If they think they can get their job done outside the workplace, that is doubly so.
This might well potentially contribute to reduced demand for office space. This may also mean the same amount of space with reconfigured office configurations — or maybe even more so. None, including real estate agents, knows yet.
Mark George, a broker based in San Jose, Calif., with Cresa, a commercial real estate firm, is currently working from home, sharing an office with his partner, who is working for the first time remotely, too. It’s nice to be home with their kids, George believes, but being housebound makes it more difficult to get a pulse on changes in business, especially in his business.

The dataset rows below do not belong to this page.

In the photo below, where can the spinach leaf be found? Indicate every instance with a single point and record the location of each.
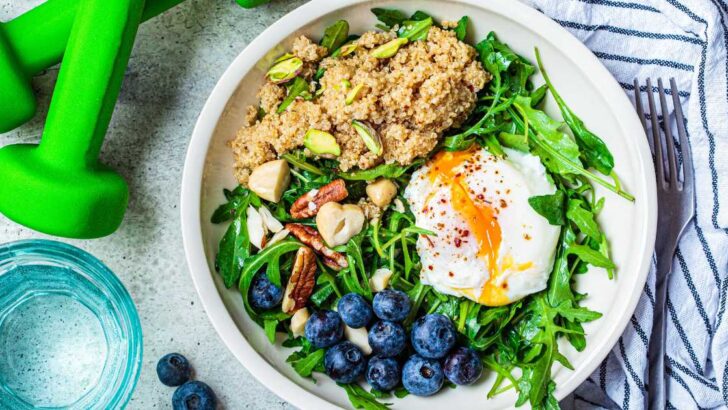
(461, 30)
(596, 153)
(297, 88)
(550, 207)
(335, 35)
(389, 17)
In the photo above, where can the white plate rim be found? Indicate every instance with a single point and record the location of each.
(192, 177)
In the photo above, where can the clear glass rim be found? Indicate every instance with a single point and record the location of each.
(34, 250)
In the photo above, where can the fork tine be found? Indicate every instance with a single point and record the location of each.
(638, 103)
(659, 163)
(671, 156)
(688, 178)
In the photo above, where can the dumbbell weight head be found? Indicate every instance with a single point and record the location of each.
(17, 102)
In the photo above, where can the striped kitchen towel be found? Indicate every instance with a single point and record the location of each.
(685, 39)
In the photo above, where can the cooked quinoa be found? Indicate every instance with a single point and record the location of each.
(411, 98)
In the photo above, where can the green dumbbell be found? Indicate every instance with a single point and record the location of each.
(58, 187)
(33, 42)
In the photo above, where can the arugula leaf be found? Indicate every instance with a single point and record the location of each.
(583, 219)
(306, 363)
(596, 153)
(362, 399)
(389, 17)
(461, 30)
(335, 35)
(390, 171)
(234, 246)
(297, 88)
(591, 256)
(550, 207)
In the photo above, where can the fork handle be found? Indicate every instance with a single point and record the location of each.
(657, 387)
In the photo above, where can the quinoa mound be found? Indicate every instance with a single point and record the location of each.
(410, 99)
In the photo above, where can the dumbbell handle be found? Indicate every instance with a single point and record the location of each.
(39, 36)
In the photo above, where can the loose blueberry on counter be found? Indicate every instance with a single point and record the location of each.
(194, 395)
(324, 328)
(463, 366)
(433, 336)
(173, 369)
(422, 377)
(392, 305)
(383, 373)
(354, 310)
(344, 362)
(264, 294)
(387, 339)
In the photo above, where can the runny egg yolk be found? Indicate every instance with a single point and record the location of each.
(450, 168)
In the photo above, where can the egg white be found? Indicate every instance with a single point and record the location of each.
(450, 260)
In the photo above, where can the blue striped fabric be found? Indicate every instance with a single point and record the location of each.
(685, 39)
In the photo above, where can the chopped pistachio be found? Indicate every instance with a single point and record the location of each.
(369, 135)
(345, 50)
(285, 70)
(351, 95)
(390, 48)
(321, 143)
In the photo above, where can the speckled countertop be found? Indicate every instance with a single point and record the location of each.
(176, 61)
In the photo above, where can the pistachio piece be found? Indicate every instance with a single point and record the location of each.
(285, 70)
(369, 135)
(351, 95)
(270, 179)
(345, 50)
(338, 223)
(381, 192)
(321, 142)
(390, 48)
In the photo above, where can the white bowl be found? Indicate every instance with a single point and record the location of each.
(580, 78)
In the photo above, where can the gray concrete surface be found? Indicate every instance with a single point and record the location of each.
(177, 60)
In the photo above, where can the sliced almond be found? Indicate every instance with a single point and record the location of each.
(298, 322)
(359, 337)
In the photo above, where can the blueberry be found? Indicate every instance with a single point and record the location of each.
(387, 338)
(344, 362)
(324, 328)
(392, 305)
(383, 373)
(463, 366)
(354, 310)
(422, 377)
(433, 336)
(194, 395)
(264, 294)
(173, 369)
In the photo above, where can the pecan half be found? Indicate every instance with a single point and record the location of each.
(302, 281)
(309, 203)
(312, 238)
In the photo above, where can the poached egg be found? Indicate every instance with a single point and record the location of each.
(490, 245)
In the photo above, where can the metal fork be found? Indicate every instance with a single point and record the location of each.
(676, 207)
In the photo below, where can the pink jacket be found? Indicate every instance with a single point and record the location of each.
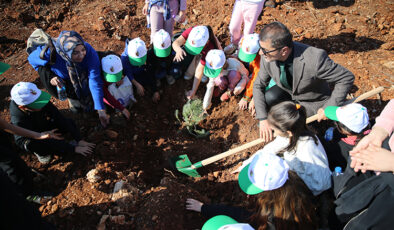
(386, 121)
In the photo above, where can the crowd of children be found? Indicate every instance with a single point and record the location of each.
(286, 179)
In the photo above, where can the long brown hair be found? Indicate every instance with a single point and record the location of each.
(285, 116)
(289, 207)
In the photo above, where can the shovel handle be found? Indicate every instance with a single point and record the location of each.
(231, 151)
(260, 140)
(359, 98)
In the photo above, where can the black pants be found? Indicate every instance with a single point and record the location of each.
(275, 95)
(237, 213)
(51, 146)
(15, 212)
(16, 170)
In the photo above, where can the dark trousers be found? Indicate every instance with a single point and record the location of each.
(275, 95)
(237, 213)
(52, 146)
(16, 170)
(15, 212)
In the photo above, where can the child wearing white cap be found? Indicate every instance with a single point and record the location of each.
(138, 68)
(118, 91)
(30, 108)
(161, 14)
(301, 148)
(352, 123)
(244, 12)
(196, 41)
(249, 47)
(230, 77)
(281, 199)
(161, 56)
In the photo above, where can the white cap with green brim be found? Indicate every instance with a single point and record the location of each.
(214, 62)
(3, 67)
(222, 222)
(266, 172)
(354, 116)
(27, 94)
(249, 48)
(136, 51)
(112, 68)
(196, 40)
(162, 43)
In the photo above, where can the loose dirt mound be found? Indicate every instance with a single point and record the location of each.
(356, 34)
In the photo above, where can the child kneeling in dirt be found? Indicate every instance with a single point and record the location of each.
(281, 199)
(229, 75)
(118, 91)
(352, 123)
(138, 69)
(301, 149)
(249, 47)
(30, 108)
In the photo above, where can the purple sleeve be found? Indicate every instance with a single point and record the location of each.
(95, 81)
(182, 5)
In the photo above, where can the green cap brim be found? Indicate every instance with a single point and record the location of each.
(217, 222)
(211, 73)
(193, 50)
(245, 57)
(3, 67)
(331, 112)
(245, 184)
(41, 101)
(113, 77)
(137, 61)
(162, 52)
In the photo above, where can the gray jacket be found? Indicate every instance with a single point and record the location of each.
(313, 71)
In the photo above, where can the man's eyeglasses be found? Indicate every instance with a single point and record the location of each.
(267, 52)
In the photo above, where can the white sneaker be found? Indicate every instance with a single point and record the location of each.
(187, 77)
(44, 159)
(204, 79)
(230, 48)
(170, 79)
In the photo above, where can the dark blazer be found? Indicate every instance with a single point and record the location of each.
(313, 71)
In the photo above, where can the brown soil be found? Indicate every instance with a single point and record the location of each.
(356, 34)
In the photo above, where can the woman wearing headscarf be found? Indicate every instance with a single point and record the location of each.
(77, 67)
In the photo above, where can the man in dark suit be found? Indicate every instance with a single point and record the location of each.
(302, 73)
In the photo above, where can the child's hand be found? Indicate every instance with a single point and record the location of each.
(193, 205)
(243, 104)
(190, 94)
(83, 150)
(252, 109)
(86, 144)
(50, 135)
(126, 113)
(179, 55)
(320, 115)
(145, 9)
(140, 89)
(156, 97)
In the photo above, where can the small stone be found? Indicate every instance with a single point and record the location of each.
(54, 208)
(388, 45)
(111, 134)
(93, 176)
(216, 174)
(389, 64)
(299, 30)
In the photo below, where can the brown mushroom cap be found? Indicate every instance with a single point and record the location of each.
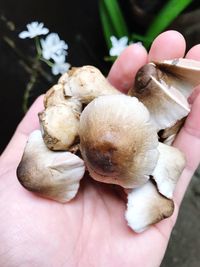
(146, 206)
(165, 103)
(118, 143)
(54, 175)
(186, 72)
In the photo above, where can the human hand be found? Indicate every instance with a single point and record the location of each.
(90, 230)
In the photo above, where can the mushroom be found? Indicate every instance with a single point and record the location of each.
(163, 87)
(60, 119)
(170, 165)
(86, 83)
(54, 175)
(117, 141)
(63, 104)
(146, 206)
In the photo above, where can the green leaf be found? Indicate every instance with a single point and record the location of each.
(167, 14)
(108, 30)
(116, 17)
(112, 20)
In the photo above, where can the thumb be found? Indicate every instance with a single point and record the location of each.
(14, 150)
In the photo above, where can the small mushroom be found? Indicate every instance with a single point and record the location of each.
(117, 141)
(155, 90)
(170, 165)
(54, 175)
(60, 119)
(146, 206)
(87, 83)
(184, 74)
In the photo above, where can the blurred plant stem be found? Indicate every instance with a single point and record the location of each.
(32, 67)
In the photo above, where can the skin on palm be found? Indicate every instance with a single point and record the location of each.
(91, 229)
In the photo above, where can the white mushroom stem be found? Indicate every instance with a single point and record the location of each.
(170, 165)
(172, 108)
(54, 175)
(87, 83)
(146, 206)
(60, 119)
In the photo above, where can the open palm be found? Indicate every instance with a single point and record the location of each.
(91, 229)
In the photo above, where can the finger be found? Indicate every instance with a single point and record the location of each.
(13, 152)
(188, 141)
(168, 45)
(122, 73)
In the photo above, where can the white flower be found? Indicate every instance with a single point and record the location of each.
(53, 47)
(118, 45)
(34, 29)
(60, 66)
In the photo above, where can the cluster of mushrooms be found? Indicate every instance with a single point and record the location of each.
(120, 139)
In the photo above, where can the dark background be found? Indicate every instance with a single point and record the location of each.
(77, 22)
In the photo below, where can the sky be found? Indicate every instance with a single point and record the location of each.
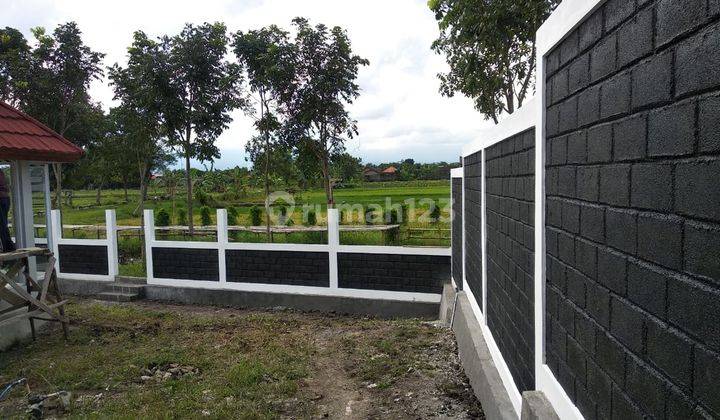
(400, 113)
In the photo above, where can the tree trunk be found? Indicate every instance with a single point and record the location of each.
(267, 189)
(141, 206)
(99, 193)
(188, 185)
(57, 170)
(326, 179)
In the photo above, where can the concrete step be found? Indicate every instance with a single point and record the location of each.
(117, 297)
(129, 279)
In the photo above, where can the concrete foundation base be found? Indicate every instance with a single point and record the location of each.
(478, 364)
(537, 407)
(241, 299)
(483, 373)
(17, 331)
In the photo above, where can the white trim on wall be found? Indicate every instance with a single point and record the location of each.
(524, 118)
(110, 242)
(455, 174)
(332, 248)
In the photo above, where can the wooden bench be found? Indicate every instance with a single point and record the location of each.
(43, 300)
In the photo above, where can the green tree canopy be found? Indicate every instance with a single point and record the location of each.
(490, 48)
(268, 58)
(325, 83)
(14, 65)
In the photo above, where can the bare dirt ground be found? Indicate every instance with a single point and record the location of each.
(149, 360)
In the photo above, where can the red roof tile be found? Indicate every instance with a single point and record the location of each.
(24, 138)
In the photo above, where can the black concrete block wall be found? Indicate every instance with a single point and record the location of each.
(457, 262)
(472, 195)
(83, 259)
(278, 267)
(186, 264)
(509, 201)
(402, 273)
(633, 210)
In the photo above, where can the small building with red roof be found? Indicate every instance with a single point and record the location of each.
(28, 145)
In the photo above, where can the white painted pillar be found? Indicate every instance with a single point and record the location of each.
(22, 209)
(222, 234)
(483, 232)
(149, 221)
(111, 237)
(48, 208)
(56, 234)
(333, 245)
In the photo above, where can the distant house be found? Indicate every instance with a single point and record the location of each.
(376, 175)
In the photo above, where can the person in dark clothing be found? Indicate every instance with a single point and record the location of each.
(5, 238)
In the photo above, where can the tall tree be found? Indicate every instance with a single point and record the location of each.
(14, 65)
(198, 91)
(137, 124)
(61, 68)
(324, 86)
(268, 58)
(490, 48)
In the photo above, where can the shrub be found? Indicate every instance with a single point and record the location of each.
(205, 216)
(201, 197)
(182, 217)
(369, 216)
(162, 218)
(343, 217)
(435, 213)
(232, 216)
(255, 216)
(312, 218)
(404, 212)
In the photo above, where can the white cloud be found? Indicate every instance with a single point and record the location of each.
(400, 112)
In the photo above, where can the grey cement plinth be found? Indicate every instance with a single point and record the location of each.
(447, 304)
(258, 300)
(537, 407)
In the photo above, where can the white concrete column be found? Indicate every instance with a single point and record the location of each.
(111, 237)
(22, 209)
(48, 208)
(483, 232)
(222, 235)
(333, 245)
(56, 235)
(149, 221)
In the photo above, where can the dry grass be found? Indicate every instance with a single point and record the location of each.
(251, 364)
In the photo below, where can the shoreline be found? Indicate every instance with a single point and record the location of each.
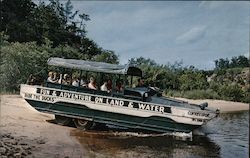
(29, 133)
(223, 105)
(19, 122)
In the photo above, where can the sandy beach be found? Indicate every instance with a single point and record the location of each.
(25, 132)
(222, 105)
(21, 123)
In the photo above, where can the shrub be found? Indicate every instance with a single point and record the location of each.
(231, 92)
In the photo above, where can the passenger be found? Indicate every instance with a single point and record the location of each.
(51, 77)
(31, 80)
(75, 81)
(83, 82)
(109, 85)
(55, 77)
(119, 86)
(104, 87)
(140, 83)
(92, 83)
(66, 79)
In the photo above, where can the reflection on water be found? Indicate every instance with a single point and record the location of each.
(231, 133)
(109, 144)
(226, 136)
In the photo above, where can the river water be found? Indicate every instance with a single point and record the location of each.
(227, 136)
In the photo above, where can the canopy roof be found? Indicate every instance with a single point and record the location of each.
(127, 69)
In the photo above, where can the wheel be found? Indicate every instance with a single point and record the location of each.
(83, 124)
(62, 120)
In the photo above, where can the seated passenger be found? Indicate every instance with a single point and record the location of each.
(104, 87)
(109, 85)
(30, 80)
(51, 77)
(140, 83)
(66, 79)
(119, 86)
(75, 82)
(92, 83)
(83, 83)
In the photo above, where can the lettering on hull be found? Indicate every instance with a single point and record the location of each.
(49, 95)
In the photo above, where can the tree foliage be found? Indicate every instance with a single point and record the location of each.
(237, 61)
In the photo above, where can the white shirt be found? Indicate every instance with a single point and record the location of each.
(91, 86)
(50, 79)
(75, 83)
(104, 87)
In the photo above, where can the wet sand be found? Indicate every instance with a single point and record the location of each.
(222, 105)
(21, 123)
(25, 132)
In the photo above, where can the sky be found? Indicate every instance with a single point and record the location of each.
(194, 32)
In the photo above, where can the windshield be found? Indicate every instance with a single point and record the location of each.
(172, 102)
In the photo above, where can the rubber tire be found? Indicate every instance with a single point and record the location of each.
(62, 120)
(83, 124)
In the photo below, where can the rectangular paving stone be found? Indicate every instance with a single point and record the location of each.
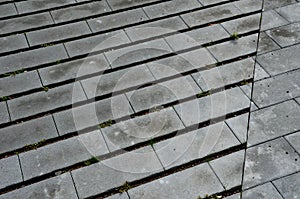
(57, 33)
(137, 53)
(33, 131)
(31, 6)
(290, 12)
(163, 93)
(114, 172)
(171, 7)
(117, 20)
(263, 191)
(140, 129)
(277, 89)
(45, 101)
(274, 121)
(280, 61)
(27, 59)
(286, 35)
(7, 10)
(181, 63)
(195, 145)
(225, 75)
(92, 114)
(269, 161)
(19, 83)
(212, 106)
(56, 187)
(4, 116)
(229, 169)
(25, 22)
(266, 44)
(271, 19)
(235, 48)
(96, 43)
(121, 4)
(10, 171)
(210, 15)
(116, 81)
(294, 140)
(247, 6)
(13, 42)
(156, 28)
(73, 69)
(197, 37)
(289, 186)
(61, 154)
(243, 25)
(79, 11)
(190, 183)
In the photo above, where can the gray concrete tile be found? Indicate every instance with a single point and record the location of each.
(171, 7)
(181, 63)
(73, 69)
(137, 53)
(92, 114)
(13, 42)
(212, 106)
(45, 101)
(235, 48)
(195, 145)
(280, 61)
(4, 117)
(140, 129)
(271, 19)
(46, 36)
(210, 15)
(294, 140)
(10, 171)
(266, 44)
(31, 6)
(286, 35)
(264, 191)
(27, 59)
(243, 25)
(117, 81)
(117, 20)
(276, 89)
(190, 183)
(290, 12)
(19, 83)
(163, 93)
(80, 11)
(61, 154)
(239, 126)
(8, 10)
(271, 4)
(57, 187)
(121, 4)
(25, 22)
(268, 161)
(114, 172)
(96, 43)
(197, 37)
(156, 28)
(247, 6)
(260, 73)
(289, 186)
(274, 121)
(229, 169)
(219, 77)
(33, 131)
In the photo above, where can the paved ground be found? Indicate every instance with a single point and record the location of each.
(150, 99)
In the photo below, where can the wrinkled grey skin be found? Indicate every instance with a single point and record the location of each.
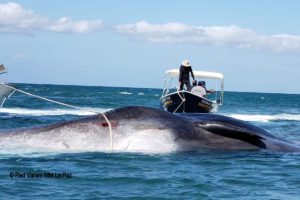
(207, 131)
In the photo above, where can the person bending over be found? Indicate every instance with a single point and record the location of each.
(184, 75)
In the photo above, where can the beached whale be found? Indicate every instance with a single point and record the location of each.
(135, 127)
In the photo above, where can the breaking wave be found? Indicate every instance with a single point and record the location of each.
(266, 118)
(126, 93)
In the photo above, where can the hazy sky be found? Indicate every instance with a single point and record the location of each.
(255, 43)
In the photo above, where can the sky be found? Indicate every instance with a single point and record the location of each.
(254, 43)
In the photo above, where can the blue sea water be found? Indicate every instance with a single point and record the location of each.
(90, 172)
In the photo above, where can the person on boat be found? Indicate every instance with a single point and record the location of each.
(199, 89)
(184, 75)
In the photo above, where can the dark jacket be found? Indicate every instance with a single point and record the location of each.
(184, 73)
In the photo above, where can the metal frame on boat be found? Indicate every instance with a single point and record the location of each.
(176, 101)
(6, 90)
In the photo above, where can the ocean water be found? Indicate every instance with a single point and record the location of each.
(159, 171)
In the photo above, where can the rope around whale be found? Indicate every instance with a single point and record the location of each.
(67, 105)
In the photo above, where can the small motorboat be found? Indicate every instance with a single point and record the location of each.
(175, 101)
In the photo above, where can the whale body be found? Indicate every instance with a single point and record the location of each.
(182, 132)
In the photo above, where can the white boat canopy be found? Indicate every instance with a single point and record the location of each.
(197, 74)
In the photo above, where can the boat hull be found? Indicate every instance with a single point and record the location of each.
(186, 102)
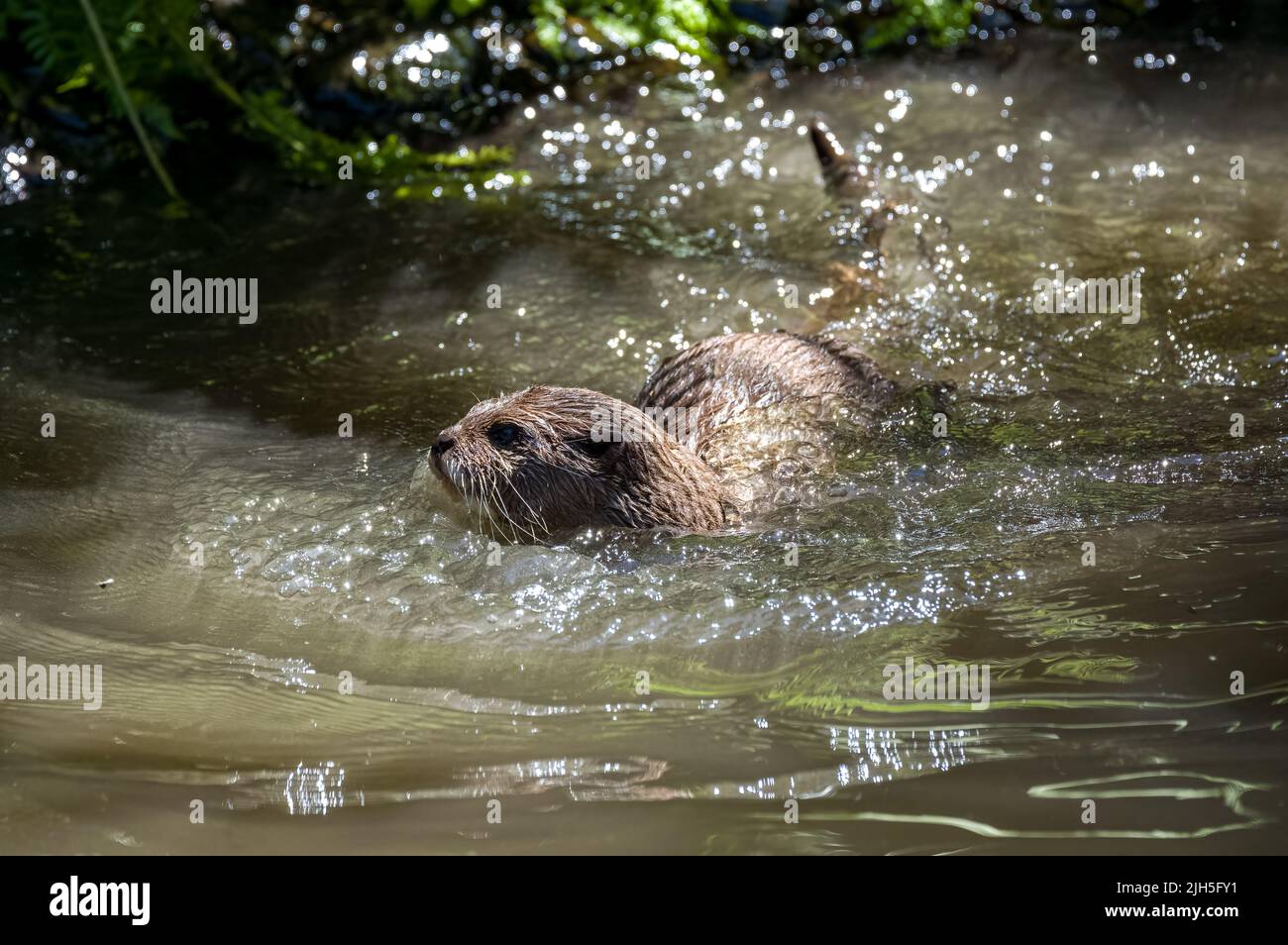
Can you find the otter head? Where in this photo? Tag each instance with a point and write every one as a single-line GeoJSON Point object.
{"type": "Point", "coordinates": [549, 460]}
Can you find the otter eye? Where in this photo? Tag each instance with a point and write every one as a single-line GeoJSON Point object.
{"type": "Point", "coordinates": [502, 434]}
{"type": "Point", "coordinates": [590, 447]}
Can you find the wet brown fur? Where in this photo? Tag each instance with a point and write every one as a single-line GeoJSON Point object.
{"type": "Point", "coordinates": [561, 473]}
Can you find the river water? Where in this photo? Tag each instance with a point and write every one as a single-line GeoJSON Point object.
{"type": "Point", "coordinates": [198, 528]}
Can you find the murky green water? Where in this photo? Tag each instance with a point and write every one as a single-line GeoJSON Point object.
{"type": "Point", "coordinates": [516, 679]}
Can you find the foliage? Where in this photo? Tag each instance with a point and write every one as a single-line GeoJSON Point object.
{"type": "Point", "coordinates": [943, 22]}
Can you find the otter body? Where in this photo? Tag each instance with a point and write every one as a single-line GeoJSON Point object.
{"type": "Point", "coordinates": [549, 460]}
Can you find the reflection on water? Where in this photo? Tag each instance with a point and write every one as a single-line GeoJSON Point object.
{"type": "Point", "coordinates": [297, 623]}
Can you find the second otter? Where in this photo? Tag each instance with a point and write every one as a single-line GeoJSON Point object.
{"type": "Point", "coordinates": [549, 460]}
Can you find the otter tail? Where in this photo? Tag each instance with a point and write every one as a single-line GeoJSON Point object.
{"type": "Point", "coordinates": [841, 172]}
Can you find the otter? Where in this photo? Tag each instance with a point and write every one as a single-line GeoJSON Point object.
{"type": "Point", "coordinates": [549, 460]}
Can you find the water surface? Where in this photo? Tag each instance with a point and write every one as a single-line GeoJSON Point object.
{"type": "Point", "coordinates": [510, 674]}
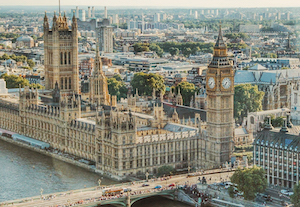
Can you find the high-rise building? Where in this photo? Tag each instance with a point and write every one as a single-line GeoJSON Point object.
{"type": "Point", "coordinates": [93, 12]}
{"type": "Point", "coordinates": [82, 14]}
{"type": "Point", "coordinates": [61, 55]}
{"type": "Point", "coordinates": [105, 13]}
{"type": "Point", "coordinates": [89, 13]}
{"type": "Point", "coordinates": [115, 19]}
{"type": "Point", "coordinates": [163, 16]}
{"type": "Point", "coordinates": [156, 17]}
{"type": "Point", "coordinates": [220, 92]}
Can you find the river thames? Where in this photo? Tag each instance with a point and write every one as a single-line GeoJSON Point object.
{"type": "Point", "coordinates": [24, 172]}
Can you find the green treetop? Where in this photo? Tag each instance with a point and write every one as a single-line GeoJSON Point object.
{"type": "Point", "coordinates": [247, 98]}
{"type": "Point", "coordinates": [250, 181]}
{"type": "Point", "coordinates": [145, 83]}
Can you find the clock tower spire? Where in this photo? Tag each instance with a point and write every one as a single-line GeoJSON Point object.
{"type": "Point", "coordinates": [220, 93]}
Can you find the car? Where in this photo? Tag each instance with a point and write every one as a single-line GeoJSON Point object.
{"type": "Point", "coordinates": [267, 197]}
{"type": "Point", "coordinates": [126, 190]}
{"type": "Point", "coordinates": [172, 185]}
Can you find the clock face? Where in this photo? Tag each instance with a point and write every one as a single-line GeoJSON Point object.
{"type": "Point", "coordinates": [211, 82]}
{"type": "Point", "coordinates": [226, 83]}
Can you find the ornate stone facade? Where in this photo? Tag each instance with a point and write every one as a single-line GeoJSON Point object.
{"type": "Point", "coordinates": [220, 92]}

Brokers are, he noted, a little lonely, since touring activity has dried up, as they are unable to show properties. In every municipality the City Hall is closed, so you can’t pull permits. The industry really is being shut down. According to George, deals were possibly signed if they were at the finish line before the coronavirus really took hold in the U.S. but the deals which have been close and not quite there – not so much. Any contract that he has seen was put on ice. George’s Cresa colleague in San Francisco, Brandon Leitner, shares the impression that things aren’t moving quickly. However, Leitner expects the company — which manages customers as big as Twitter to Series A and even seed-stage businesses — to see a surge of activity once the city’s new stay-in-place ban is lifted and brokers may start showing properties.
Specifically, citing the CBRE, Leitner expects the demand to fall by at least 10 percent and potentially 20-30 percent from where San Francisco’s commercial space has cost in recent years, which was $88 per square foot. Driving the expected drop is the 2 million square feet that will come into the city’s market as soon as possible — space that businesses want to get off their books.
That’s a lot, particularly given that there are already roughly 3.2 million square feet of commercial space available, according to Yasukochi from CBRE, who adds that a significant amount has come onto the market in the last six months alone.
What will happen?
That’s not ideal for tenants, who are hesitant to put a new money amount on the market right now, Leitner knows.
He offers to hold on to and retain new tenants by being realistic and likely making as many concessions as they can. Naturally, they can only do so much. They usually have debt to deal with, which means that if there is a prolonged downturn or less employees come to the workplace, they can depend on their mutual relationship with the lender to see themselves through.
George, the broker based in San Jose, claims that borrowers would be willing to help keep their own investments running. The Federal Reserve will also provide banks with the right to delay mortgage payments, making it easier for property owners to defer rent charges.
Even so, it remains to be seen if the commercial real estate market comes back all the way after COVID-19.
Yasukochi noted rightfully that this pandemic is something we’ve never been through before. He says economists at CBRE estimate that the next two quarters will be very tough. At the same time, he says, the four-quarter market might see a substantial upturn.
It really depends on whether demand is coming back, and whether expansion plans are being put on hold, or permanently shelved. For now, he remains hopeful about a return to business as normal, particularly within his San Francisco home market.
He reminded that in the Bay Area, it feels like things go wrong very fast, but usually, they always come back quickly. Industry players definitely count on that.